The car stunk of lemon-orange Armor All and everything was so shiny, like high-def, that it hurt to look at the gleam of the dash. Lisa, by contrast, felt faded. She looked over at Chris and saw he felt it, too. It was hard for her to tell where he ended and whatever else began.
Skipping out of school and driving to Reading in the middle of the day still made her nervous, and she accidentally switched her blinker on after pulling out of the parking lot. Chris found this hilarious. When he was still in school and would wait at her locker, she’d get so flustered she’d forget her combination. He said it was cute, but she felt hot and stupid. She was hyperaware of the difference between them; only two years, but when you’re sixteen, that’s the difference between kid and adult.
“I saw your aunt on the way out,” she said as she turned onto 422. It was a Tuesday morning, and everyone in their small town was at work.
“The narc. I lost her between two kids with huge bookbags.” Chris’s aunt, Mrs. Ferguson, was Lisa’s junior Advanced Placement English teacher.
“Glad to see she’s moved on,” he said. Meaning that when he dropped out, she had to find someone else to catch roaming the hallways or snorting drugs in a bathroom stall.
From the first day of school, she’d taken an interest in Lisa. (“I hear you share extracurricular activities with my nephew,” she’d said.) She’d thought of switching out of AP, but then she’d have nothing else to put on her college admissions applications. Apparently, the narc had briefed all of the faculty at James Wilson High School on Lisa’s drug habit. There were constant invitations from the guidance counselor to eat lunch in her office and random visits from the Rent-a-Cop, who’d search her car with his big butt in the air. All he ever found were candy wrappers. She kept her drugs in her bra, left side, close to her heart.
“Gimme a bite,” she said, and Chris held the unrolled Snickers so she wouldn’t have to remove her hands from ten and two. They moved together sometimes as if they were one person. He was one reason, the big one, she’d chosen the colleges she’d chosen. All close to home. She turned the stereo up and sang along with Bon Jovi’s “Wanted Dead or Alive” in her real singing voice, the loud one.

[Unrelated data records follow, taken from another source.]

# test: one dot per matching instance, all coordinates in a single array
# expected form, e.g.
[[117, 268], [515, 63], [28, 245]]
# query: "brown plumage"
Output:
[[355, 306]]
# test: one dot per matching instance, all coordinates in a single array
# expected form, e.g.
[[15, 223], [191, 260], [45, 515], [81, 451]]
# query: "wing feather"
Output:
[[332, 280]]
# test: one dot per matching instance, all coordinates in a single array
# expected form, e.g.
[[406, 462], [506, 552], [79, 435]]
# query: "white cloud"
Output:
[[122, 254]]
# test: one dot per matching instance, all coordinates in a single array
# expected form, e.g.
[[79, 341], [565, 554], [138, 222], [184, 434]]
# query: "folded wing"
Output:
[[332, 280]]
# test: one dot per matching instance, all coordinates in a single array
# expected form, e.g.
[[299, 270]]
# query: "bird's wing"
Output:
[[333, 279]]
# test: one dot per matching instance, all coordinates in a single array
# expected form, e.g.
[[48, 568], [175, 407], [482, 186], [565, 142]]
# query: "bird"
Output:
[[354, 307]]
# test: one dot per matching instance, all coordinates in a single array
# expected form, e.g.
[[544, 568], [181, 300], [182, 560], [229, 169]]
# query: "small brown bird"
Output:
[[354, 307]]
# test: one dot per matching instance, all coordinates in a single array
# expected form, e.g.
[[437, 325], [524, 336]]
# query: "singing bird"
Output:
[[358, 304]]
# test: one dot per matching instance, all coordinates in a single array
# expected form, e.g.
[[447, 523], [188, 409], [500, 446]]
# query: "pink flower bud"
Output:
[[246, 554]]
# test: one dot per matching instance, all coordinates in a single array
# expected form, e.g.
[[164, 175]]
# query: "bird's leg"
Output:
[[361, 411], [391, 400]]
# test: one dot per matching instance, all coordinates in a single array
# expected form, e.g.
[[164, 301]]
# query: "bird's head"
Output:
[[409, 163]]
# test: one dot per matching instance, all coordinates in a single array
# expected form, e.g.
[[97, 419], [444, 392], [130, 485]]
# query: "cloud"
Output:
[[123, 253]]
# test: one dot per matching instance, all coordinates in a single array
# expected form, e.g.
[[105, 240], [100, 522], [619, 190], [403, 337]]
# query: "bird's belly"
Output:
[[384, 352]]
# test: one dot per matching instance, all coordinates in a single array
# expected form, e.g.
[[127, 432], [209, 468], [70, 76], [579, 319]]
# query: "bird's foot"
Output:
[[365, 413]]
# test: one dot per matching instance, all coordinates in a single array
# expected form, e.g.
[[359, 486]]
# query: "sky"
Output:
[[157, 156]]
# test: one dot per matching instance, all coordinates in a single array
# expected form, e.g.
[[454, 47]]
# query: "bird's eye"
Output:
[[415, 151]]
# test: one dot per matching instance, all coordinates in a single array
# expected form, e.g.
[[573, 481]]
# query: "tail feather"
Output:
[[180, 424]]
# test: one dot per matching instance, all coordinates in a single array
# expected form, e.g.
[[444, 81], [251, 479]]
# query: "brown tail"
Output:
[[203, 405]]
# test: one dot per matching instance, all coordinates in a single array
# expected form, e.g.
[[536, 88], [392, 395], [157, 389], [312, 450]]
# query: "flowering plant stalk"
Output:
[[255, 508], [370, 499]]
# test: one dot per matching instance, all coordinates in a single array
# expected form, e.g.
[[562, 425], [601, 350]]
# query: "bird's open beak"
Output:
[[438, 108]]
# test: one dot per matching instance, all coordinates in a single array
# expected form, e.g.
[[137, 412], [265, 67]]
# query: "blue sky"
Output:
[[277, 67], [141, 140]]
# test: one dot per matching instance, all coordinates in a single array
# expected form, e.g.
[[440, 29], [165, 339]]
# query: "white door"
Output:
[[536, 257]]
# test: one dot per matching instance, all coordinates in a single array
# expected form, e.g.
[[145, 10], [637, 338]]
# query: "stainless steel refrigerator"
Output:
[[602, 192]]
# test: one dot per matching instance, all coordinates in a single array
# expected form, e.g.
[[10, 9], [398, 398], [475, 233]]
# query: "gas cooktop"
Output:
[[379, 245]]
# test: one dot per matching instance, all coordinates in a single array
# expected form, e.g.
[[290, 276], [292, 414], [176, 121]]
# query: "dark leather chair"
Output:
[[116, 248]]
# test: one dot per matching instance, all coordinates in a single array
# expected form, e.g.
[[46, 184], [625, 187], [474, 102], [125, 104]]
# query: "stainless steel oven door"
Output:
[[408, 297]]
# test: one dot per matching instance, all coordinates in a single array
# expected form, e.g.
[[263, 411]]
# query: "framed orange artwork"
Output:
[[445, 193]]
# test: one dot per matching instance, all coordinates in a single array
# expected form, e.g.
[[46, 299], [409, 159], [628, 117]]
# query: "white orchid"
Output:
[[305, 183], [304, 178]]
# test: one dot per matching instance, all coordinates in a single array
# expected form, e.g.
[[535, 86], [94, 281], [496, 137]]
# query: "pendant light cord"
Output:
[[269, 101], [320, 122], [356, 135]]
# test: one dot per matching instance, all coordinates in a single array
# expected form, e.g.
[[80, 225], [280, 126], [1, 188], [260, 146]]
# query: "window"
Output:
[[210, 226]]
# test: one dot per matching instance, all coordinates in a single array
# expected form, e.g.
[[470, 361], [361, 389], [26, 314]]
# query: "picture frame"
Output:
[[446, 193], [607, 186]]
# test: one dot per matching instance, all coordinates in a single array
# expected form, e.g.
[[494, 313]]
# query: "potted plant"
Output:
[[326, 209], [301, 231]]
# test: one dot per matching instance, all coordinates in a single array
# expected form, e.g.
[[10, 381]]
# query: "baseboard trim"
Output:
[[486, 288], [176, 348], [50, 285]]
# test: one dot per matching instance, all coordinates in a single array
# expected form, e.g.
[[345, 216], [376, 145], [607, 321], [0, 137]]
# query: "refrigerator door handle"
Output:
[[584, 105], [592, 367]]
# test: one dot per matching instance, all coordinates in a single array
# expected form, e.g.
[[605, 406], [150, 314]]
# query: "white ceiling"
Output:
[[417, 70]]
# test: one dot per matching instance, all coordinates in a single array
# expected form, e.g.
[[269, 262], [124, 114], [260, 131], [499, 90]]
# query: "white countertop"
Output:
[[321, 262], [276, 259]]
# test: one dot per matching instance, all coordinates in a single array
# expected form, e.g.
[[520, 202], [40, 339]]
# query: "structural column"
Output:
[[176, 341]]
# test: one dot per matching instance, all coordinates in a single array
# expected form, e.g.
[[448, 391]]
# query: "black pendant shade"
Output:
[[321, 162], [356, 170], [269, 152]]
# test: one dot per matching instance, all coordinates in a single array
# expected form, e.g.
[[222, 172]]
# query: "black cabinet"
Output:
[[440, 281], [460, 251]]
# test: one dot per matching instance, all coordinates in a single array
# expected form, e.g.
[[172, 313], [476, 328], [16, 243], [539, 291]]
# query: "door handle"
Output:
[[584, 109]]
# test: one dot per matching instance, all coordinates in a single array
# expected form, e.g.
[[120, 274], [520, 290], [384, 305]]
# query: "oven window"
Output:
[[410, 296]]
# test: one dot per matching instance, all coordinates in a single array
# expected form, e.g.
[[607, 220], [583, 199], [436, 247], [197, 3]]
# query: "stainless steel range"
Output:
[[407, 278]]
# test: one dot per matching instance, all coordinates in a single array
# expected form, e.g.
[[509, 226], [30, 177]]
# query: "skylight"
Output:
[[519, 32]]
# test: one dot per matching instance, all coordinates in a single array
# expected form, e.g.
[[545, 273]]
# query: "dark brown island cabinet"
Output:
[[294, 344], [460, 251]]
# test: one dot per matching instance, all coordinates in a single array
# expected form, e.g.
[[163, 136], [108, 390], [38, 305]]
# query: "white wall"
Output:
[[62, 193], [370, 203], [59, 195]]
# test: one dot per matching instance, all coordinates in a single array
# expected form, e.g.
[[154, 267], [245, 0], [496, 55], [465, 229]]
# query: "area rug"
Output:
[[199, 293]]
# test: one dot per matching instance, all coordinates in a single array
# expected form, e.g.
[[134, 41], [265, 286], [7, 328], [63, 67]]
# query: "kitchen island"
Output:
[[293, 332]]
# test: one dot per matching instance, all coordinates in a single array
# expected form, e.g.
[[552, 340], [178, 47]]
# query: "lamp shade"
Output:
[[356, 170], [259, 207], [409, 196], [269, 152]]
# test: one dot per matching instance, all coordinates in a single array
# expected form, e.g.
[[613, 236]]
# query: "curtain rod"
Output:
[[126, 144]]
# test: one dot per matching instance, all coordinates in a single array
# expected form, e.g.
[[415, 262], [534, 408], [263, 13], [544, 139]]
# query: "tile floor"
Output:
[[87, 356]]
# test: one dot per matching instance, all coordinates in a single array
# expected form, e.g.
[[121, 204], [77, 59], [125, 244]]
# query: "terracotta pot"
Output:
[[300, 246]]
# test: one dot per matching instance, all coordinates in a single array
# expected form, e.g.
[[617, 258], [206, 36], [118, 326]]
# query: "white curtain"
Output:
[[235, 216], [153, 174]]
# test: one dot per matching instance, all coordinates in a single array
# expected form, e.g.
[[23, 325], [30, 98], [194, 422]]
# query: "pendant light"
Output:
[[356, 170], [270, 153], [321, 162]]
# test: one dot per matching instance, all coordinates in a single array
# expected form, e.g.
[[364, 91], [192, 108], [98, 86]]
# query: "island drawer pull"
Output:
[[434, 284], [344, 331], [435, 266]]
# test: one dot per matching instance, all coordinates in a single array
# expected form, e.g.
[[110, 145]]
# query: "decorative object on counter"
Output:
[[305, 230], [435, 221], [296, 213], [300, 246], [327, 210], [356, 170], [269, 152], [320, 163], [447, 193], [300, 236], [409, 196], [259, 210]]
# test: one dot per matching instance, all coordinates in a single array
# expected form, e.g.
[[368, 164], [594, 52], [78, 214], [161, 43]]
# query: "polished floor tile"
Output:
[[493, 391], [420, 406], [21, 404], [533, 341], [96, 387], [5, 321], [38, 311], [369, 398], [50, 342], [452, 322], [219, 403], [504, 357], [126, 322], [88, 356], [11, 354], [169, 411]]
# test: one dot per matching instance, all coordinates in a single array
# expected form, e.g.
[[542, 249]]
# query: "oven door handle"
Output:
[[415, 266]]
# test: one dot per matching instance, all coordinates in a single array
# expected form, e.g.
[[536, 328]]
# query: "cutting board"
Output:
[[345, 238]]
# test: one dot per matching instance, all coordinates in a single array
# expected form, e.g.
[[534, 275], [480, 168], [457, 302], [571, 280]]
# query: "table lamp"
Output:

It was only 9:30 a.m. and already shaping into another gray day, just like every gray day. It was only February, and winter promised to last through March, maybe even April. It’d be a long, ugly drive up Route 422 to Reading. They had almost a full pack of cigarettes, and she’d pre-planned the playlist for the ride with all the songs they’d heard while kissing, partying, talking late at night, partying, fucking, crying. She always listened to these songs on repeat anyway.
The heater was working today, and it’d feel good to lean back in the plush driver’s seat once she was a little bit high. She only ever got a little bit high. She did small sniffs compared to the lines Chris did, and she’d never shoot it. Not that he’d let her. Chris told her she was too pretty to shoot dope and that if she started, she’d have to kiss the pretty goodbye. This felt condescending since Chris shot dope and still looked cute. He had the same soft blue eyes he’d had in the baby picture she kept in her wallet, the one she stole from some family photo album he showed her last summer. But she didn’t shoot dope anyway because 1) What if he was right and it was different for girls? And 2) She still only needed just a few sniffs to lose that feeling of wanting to peel off her fingernails. She sang and they smoked and watched the ugly world go by.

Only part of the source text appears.